Macnica Holdings: sales up, profits miss targets despite AI server demand
Macnica Holdings, Inc. reported net sales of JPY575,435 million for the six months ended September 30, 2025, surpassing its forecast by 13.4%. This increase was driven by heightened demand for AI servers and accelerated procurement due to tariff risks in the Chinese market. However, operating income of JPY17,506 million fell below the JPY19,200 million forecast by 8.8%, primarily due to foreign exchange fluctuations in Japan and Taiwan, and increased SG&A expenses from the consolidation of Navya Mobility SAS.
Net income attributable to owners of the parent also missed targets, reaching JPY11,021 million compared to the JPY12,300 million forecast, a 10.4% shortfall. Despite these profit discrepancies, the company’s full-year forecast for FY2025 remains unchanged, projecting net sales of JPY1,050,000 million and operating income of JPY42,000 million.
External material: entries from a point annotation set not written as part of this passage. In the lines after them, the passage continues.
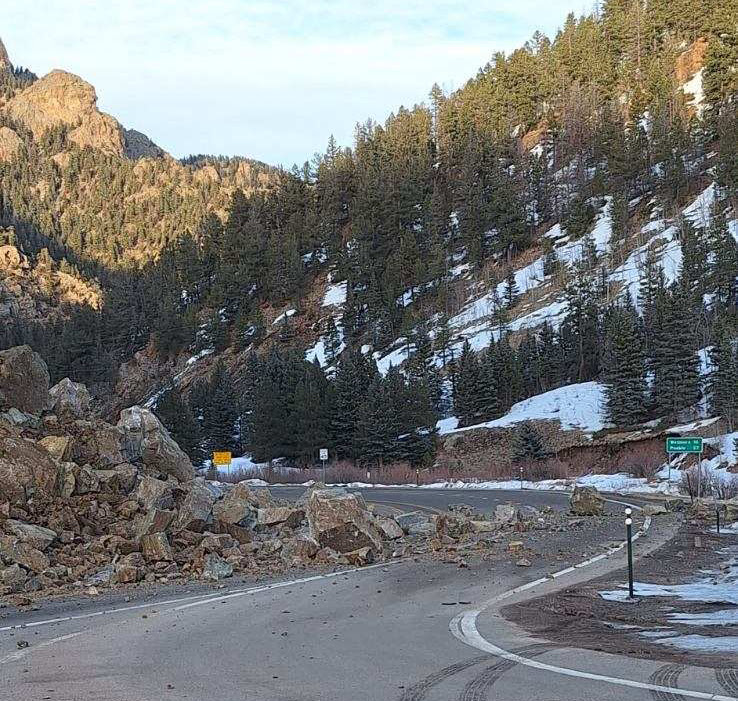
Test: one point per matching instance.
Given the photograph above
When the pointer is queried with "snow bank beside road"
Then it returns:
(577, 406)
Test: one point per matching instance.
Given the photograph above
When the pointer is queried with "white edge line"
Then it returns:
(197, 598)
(464, 628)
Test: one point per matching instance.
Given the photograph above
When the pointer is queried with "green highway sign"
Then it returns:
(684, 445)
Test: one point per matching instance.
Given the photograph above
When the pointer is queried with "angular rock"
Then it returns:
(14, 578)
(23, 554)
(146, 440)
(56, 446)
(25, 469)
(155, 547)
(238, 507)
(152, 492)
(69, 400)
(337, 521)
(586, 501)
(24, 380)
(21, 419)
(360, 557)
(275, 515)
(416, 523)
(96, 443)
(36, 536)
(299, 550)
(388, 527)
(87, 481)
(154, 521)
(216, 568)
(654, 509)
(506, 513)
(196, 511)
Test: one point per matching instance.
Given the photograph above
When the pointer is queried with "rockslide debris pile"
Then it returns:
(85, 504)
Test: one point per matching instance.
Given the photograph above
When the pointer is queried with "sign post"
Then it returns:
(223, 458)
(629, 536)
(323, 458)
(692, 445)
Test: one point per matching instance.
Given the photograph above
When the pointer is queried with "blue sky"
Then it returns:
(269, 80)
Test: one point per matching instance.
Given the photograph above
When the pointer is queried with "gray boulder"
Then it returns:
(196, 510)
(146, 440)
(216, 568)
(69, 400)
(36, 536)
(338, 521)
(586, 501)
(24, 380)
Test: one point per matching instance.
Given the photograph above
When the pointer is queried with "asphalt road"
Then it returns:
(377, 634)
(483, 500)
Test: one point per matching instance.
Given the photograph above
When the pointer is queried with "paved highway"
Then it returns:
(377, 634)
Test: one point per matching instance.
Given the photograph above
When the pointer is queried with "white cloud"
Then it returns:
(271, 80)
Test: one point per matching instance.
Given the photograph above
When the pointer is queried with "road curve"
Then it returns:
(375, 634)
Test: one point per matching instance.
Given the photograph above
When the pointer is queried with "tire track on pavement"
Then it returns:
(419, 690)
(478, 688)
(668, 675)
(728, 679)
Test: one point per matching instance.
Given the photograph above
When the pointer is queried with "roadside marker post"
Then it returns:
(693, 445)
(223, 458)
(629, 537)
(323, 459)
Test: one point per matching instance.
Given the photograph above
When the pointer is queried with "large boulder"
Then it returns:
(196, 510)
(277, 515)
(25, 470)
(586, 501)
(36, 536)
(56, 446)
(24, 554)
(155, 547)
(147, 441)
(69, 400)
(238, 507)
(338, 521)
(96, 443)
(215, 567)
(152, 492)
(24, 380)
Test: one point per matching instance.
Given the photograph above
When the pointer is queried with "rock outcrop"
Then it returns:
(338, 521)
(62, 98)
(146, 439)
(24, 380)
(586, 501)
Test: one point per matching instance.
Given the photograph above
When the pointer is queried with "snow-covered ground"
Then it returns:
(713, 587)
(577, 406)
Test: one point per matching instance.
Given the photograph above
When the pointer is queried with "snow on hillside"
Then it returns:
(335, 295)
(577, 406)
(693, 88)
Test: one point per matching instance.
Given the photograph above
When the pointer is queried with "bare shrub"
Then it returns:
(709, 484)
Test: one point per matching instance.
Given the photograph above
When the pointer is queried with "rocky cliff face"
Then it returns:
(35, 292)
(4, 58)
(62, 98)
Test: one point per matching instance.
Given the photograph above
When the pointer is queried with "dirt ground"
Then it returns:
(580, 617)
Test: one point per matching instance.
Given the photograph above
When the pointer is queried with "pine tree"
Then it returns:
(511, 289)
(528, 444)
(723, 380)
(220, 412)
(626, 390)
(176, 415)
(465, 390)
(674, 362)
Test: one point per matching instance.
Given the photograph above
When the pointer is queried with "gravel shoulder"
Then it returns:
(578, 616)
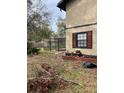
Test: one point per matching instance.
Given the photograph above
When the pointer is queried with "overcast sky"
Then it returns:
(55, 11)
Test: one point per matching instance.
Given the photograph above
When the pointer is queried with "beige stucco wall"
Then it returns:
(69, 32)
(81, 12)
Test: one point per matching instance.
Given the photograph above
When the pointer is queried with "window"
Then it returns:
(82, 40)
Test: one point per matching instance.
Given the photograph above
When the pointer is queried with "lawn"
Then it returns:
(68, 70)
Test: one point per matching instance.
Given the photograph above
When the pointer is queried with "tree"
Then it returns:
(38, 21)
(61, 27)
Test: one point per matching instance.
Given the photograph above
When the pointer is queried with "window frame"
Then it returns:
(81, 40)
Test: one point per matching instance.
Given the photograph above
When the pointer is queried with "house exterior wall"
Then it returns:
(81, 12)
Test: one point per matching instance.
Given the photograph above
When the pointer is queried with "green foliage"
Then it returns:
(31, 49)
(38, 21)
(61, 27)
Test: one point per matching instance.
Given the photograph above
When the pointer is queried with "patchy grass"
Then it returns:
(69, 70)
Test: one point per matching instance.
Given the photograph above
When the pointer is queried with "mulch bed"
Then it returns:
(94, 60)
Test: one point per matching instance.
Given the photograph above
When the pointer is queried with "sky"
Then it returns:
(55, 12)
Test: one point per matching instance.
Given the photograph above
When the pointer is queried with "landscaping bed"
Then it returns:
(77, 55)
(48, 73)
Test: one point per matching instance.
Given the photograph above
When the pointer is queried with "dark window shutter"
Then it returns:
(89, 34)
(74, 40)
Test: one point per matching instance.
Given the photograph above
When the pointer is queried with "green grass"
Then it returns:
(69, 70)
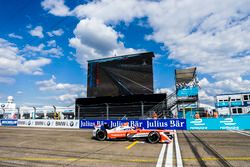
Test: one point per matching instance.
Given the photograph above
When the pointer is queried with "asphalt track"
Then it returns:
(64, 147)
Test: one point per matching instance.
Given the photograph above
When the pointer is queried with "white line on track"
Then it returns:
(178, 152)
(236, 131)
(47, 129)
(247, 132)
(169, 156)
(161, 155)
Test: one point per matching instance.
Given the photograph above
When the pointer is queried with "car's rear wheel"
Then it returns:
(101, 135)
(154, 137)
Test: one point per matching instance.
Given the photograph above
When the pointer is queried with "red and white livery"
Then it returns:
(103, 132)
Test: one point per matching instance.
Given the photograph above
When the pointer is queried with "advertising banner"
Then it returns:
(172, 124)
(48, 123)
(234, 123)
(8, 122)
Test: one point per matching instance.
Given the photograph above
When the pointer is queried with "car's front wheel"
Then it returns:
(101, 135)
(154, 137)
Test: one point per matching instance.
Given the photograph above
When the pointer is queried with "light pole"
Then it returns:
(229, 106)
(3, 110)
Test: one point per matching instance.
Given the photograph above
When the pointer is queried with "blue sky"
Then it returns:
(44, 45)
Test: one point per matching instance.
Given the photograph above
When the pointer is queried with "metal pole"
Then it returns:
(142, 109)
(229, 106)
(18, 113)
(78, 114)
(107, 110)
(3, 110)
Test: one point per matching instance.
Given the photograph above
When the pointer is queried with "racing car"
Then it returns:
(103, 132)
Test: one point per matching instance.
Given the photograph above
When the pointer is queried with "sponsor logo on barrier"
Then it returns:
(198, 124)
(61, 123)
(39, 123)
(21, 122)
(49, 123)
(228, 124)
(179, 124)
(9, 122)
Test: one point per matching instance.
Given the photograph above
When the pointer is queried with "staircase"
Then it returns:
(165, 107)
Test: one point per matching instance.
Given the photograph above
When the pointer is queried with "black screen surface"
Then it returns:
(121, 75)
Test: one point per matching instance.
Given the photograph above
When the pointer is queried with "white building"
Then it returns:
(235, 103)
(9, 110)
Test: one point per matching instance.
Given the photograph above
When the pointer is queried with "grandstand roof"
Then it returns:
(121, 57)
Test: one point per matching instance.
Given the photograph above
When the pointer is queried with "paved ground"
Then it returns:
(62, 147)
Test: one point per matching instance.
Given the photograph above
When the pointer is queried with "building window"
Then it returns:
(246, 97)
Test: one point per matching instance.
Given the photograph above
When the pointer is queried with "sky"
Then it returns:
(45, 45)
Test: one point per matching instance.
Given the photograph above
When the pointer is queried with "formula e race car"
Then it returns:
(103, 132)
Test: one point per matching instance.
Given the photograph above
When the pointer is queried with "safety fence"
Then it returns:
(229, 123)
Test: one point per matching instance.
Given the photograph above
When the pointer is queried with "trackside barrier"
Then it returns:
(172, 124)
(234, 123)
(43, 123)
(8, 122)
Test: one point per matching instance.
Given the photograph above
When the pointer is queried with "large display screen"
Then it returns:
(121, 75)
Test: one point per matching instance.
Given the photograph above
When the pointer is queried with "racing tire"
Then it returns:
(101, 135)
(154, 137)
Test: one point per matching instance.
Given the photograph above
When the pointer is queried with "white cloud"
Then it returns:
(7, 80)
(19, 92)
(37, 31)
(66, 92)
(13, 35)
(58, 32)
(52, 43)
(91, 45)
(55, 7)
(213, 37)
(11, 63)
(197, 33)
(41, 50)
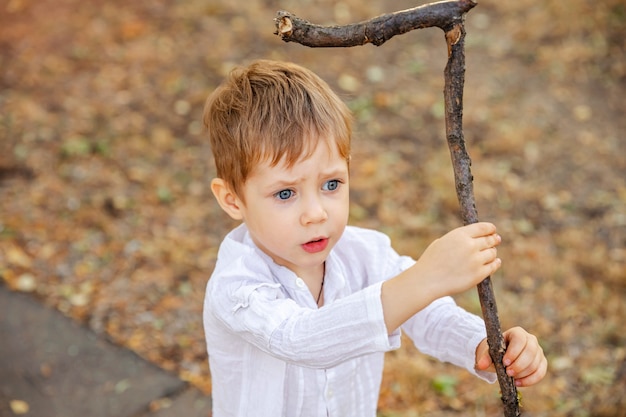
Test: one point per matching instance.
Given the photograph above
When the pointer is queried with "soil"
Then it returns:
(105, 212)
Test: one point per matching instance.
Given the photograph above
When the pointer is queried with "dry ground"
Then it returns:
(106, 215)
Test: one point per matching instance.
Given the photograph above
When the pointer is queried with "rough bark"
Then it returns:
(449, 16)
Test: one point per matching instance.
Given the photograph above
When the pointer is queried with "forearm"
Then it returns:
(404, 296)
The company's Semiconductor Business saw sales rise by 11.1% to JPY494,785 million, while its Cybersecurity and Other IT Solutions Business grew 9.9% to JPY80,704 million. Strategic initiatives include expanding AI solutions across office, on-site, and product use, focusing on enterprise and commercial systems, and strengthening its proprietary ASM services.